Austen Ivereigh says that illegal immigration is both a symptom and a cause — of British economic success. The dead hand of the state is getting it wrong, as usual: time for a total rethink
The trick of amnesties is to balance the right to migrate with maintaining a deterrent. The Strangers into Citizens campaign proposes just this: that those who have been in the UK for at least four years should be given a two-year work permit, at the end of which, subject to certain criteria (employer and character references, proficiency in English, and — all right, Gordon Brown — community service), they are given leave to remain. Criminals and extremists are weeded out; thousands of people get the dignity and rights which they deserve; the underground economy shrinks, and general happiness reigns; employers can take on the people they need; taxpayers no longer pay for the asylum logjam; the Exchequer benefits by about £5 billion; MPs no longer have to spend half their surgery hours dealing with immigration problems; the police can concentrate on deporting the genuine undesirables; and Britain takes its place once more as a beacon of realism and pragmatism.
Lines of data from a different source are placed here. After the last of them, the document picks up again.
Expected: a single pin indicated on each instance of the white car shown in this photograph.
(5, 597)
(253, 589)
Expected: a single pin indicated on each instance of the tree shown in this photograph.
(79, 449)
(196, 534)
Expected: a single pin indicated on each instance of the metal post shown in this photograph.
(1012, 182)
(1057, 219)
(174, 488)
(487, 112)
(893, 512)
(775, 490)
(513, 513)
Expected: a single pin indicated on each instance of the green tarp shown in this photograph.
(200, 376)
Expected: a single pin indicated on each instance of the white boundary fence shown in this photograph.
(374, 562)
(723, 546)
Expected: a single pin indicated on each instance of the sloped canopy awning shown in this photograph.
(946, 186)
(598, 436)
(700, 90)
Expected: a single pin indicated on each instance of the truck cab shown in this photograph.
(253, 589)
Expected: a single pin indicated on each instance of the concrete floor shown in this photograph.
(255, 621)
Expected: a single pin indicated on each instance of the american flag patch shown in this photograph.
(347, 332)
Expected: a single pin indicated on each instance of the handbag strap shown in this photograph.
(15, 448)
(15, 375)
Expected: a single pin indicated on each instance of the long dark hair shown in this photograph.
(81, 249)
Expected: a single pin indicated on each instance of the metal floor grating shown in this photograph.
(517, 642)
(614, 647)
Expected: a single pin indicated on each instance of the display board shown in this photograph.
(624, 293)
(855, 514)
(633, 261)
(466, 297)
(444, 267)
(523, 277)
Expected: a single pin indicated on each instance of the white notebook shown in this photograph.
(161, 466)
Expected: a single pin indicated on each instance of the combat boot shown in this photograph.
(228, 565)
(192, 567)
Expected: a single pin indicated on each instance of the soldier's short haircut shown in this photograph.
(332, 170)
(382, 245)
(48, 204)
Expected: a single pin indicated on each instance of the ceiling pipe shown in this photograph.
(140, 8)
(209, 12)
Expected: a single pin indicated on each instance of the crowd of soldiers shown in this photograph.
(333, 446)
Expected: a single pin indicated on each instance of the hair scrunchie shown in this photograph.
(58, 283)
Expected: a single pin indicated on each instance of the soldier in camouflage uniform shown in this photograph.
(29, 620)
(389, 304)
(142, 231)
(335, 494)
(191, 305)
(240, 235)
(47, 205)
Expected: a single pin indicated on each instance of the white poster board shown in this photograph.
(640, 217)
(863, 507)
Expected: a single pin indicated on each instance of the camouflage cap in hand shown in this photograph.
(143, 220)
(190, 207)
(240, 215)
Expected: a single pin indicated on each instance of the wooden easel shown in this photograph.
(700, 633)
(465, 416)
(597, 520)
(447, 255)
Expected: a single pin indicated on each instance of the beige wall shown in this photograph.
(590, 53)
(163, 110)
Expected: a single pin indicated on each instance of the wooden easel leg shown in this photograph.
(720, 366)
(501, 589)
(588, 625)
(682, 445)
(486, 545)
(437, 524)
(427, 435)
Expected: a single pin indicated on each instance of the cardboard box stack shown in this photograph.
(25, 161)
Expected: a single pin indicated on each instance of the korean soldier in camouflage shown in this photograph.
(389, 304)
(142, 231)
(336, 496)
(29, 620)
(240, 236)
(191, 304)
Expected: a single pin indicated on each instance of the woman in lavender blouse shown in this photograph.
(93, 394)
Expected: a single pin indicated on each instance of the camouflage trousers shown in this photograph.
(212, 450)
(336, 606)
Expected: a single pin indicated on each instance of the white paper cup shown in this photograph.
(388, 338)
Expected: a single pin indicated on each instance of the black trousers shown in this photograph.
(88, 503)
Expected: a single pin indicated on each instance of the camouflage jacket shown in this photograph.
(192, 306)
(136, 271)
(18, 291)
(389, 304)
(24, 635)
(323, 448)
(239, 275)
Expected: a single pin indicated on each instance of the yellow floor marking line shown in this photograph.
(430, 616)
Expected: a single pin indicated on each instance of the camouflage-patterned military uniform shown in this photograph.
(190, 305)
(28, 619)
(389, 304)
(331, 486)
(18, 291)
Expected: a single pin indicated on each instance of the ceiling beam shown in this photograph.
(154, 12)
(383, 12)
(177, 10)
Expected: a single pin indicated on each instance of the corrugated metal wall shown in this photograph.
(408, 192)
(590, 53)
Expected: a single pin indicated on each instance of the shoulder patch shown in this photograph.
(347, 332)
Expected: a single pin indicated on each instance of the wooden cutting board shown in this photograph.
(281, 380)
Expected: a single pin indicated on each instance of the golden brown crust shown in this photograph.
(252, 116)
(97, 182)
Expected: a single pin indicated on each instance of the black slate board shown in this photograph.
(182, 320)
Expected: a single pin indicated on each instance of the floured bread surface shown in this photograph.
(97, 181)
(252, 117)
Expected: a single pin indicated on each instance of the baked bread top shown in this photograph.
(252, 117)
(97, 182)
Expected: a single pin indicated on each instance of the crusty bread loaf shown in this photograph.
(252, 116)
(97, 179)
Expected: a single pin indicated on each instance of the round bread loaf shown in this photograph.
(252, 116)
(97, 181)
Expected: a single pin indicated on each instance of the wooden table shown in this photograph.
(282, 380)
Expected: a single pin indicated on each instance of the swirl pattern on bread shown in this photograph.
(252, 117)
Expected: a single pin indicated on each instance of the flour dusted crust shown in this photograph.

The Home Office says this would only encourage more illegal migrants. But there is no evidence from Europe of this. In the US, Republicans back regularisation as a means of enforcing borders: by shrinking the underground economy, you curb the trade on which illegal immigration thrives. The real reason the government is opposed — according to a former policy adviser in No. 10 Downing Street who drew up three amnesty plans, all shelved — is simple: it is afraid of not looking tough. Could it be that the Glasgow Nazis are stronger than they look?
Austen Ivereigh is co-ordinator of Strangers into Citizens, a campaign by the Citizen Organising Foundation.